I’m very excited to be attending the College Board’s AP Annual Conference this year! My department chair and I both went to the conference last year in San Francisco. I learned so much – who ever thought that I would be excited about attending an hour-long seminar on El Nino/La Nina? But it was one of those subjects where I wasn’t very confident in my knowledge, and that probably came across to my students in my AP Environmental Science class. After attending the seminar at the APAC, I felt like I did a much better job of explaining El Nino and La Nina to my students in a way they understood.
If you teach AP courses and have never attended an Annual Conference, I recommend going. The down side: it ain’t cheap! Registration and hotel and travel adds up to over $1000. I am amazingly lucky in that my principal is happy to use a portion of the AP money that the school receives to pay for teachers to attend the conference. Last year he paid for four of us to travel (my DC and I, and two of the foreign language teachers) to San Francisco. I probably would not have asked to attend this year again, except for the fact that this conference is just 3 hours up the road from me. I was actually surprised that more teachers from my school didn’t ask to attend since it’s so close.
One reason it’s so helpful is in the opportunity to talk with other AP teachers. I’m the only person teaching AP Environmental at my school. Occasionally on a PD day, my school district will hold an AP Roundtable so all the AP teachers can work together and share ideas. At the APAC, there are many APES teachers from all over the US and all over the world, so it offers a lot of different perspectives on teaching APES. Last year I came away with so many lesson ideas and resources that it took me a long time to sort through them.

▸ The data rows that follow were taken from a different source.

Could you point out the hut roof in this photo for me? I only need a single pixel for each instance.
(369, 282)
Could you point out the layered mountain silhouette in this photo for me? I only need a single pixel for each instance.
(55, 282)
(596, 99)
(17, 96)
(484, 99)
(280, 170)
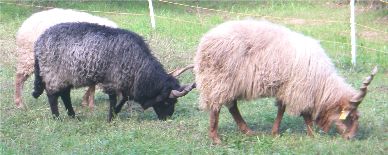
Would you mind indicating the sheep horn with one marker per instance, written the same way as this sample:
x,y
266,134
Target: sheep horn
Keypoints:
x,y
363,89
178,72
185,89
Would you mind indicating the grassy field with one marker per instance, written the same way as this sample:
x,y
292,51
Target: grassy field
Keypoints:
x,y
134,131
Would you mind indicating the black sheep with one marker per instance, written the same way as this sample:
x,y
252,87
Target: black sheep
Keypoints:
x,y
73,55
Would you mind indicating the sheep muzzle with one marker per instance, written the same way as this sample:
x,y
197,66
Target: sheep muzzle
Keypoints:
x,y
182,91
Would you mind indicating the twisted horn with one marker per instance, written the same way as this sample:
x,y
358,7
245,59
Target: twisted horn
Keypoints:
x,y
185,89
363,89
178,72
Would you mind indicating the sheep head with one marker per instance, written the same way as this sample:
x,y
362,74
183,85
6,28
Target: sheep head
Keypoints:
x,y
347,118
164,103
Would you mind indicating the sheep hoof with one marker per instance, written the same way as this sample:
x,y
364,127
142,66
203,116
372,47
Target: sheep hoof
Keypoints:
x,y
216,141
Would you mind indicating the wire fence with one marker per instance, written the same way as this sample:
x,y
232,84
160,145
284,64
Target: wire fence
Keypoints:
x,y
206,23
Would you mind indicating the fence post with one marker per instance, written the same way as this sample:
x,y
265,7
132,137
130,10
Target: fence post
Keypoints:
x,y
152,16
353,32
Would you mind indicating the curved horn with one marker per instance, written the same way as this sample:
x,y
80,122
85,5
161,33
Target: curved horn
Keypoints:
x,y
363,89
178,72
185,89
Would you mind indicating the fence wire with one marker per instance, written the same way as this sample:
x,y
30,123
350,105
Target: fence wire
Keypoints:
x,y
219,11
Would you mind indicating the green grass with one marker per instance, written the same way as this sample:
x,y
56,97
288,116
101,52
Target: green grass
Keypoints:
x,y
134,131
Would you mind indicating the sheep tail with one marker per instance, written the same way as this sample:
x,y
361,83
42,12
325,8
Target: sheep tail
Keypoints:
x,y
38,83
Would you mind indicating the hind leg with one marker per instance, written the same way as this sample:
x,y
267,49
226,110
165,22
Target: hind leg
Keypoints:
x,y
124,99
242,125
279,117
88,98
112,105
19,83
53,101
213,133
309,123
65,96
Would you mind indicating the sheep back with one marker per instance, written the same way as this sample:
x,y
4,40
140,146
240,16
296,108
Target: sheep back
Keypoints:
x,y
82,54
37,23
252,59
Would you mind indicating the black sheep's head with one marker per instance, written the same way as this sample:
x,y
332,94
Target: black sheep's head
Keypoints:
x,y
164,103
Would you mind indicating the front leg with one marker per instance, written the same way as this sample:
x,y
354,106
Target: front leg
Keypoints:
x,y
65,95
112,105
309,123
214,115
53,101
279,117
242,125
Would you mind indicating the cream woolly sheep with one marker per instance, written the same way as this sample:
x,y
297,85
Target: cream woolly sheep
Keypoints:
x,y
30,31
251,59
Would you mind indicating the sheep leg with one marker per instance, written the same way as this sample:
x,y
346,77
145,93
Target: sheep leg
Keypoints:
x,y
92,90
239,120
122,102
65,96
279,117
112,105
309,123
19,83
53,101
88,98
214,115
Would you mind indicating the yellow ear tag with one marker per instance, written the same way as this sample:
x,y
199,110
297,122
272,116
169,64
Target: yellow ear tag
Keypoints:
x,y
344,114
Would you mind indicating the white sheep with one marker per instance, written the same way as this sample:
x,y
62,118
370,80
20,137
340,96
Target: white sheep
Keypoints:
x,y
30,31
249,59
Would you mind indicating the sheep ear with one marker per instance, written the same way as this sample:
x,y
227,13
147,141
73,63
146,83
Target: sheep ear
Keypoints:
x,y
178,72
184,90
344,114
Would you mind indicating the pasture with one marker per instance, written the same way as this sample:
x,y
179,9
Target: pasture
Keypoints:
x,y
178,30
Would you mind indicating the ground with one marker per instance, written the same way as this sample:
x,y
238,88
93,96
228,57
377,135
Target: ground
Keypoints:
x,y
178,30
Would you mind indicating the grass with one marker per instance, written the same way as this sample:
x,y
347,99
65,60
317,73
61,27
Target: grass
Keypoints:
x,y
134,131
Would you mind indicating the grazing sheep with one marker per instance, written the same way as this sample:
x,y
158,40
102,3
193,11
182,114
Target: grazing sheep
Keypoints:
x,y
248,59
73,55
29,32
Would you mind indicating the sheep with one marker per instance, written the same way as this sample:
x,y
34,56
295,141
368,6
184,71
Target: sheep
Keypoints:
x,y
29,32
73,55
251,59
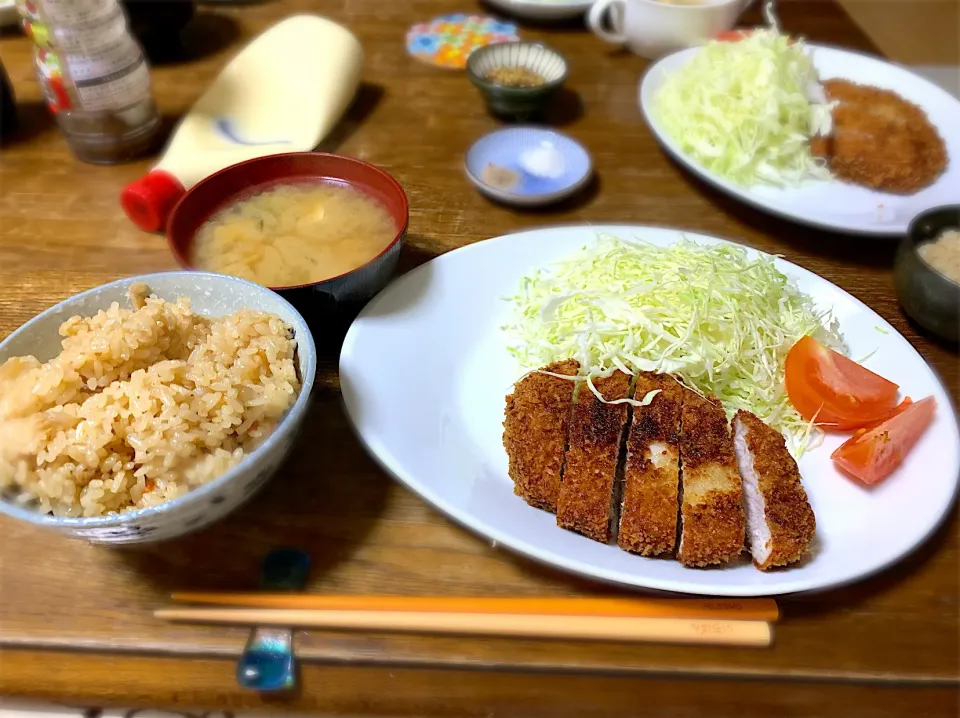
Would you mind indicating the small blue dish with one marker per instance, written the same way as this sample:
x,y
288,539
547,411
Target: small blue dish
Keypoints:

One of the workshops this year is on Climate Change and Global Warming. These topics make up 10-15% of the Topic Outline for AP Environmental, so it’s crucial for me to understand these concepts. I expect to learn a lot! I also can’t wait to attend the session on flipping prelabs. If you aren’t familiar with flipping, it is the process of using students’ out-of-class time (aka homework) to have them learn some of the basic concepts. Many teachers use podcasts or videos (a la Khan Academy, but usually recording their own lessons) to introduce content. Class time is then freed up to answer questions, discuss in more detail, or, in this case, have students come in to the lab PREPARED to do the lab.
I’m not taking my laptop with me, so I’ll update when I return. Now I’ve got to go pack!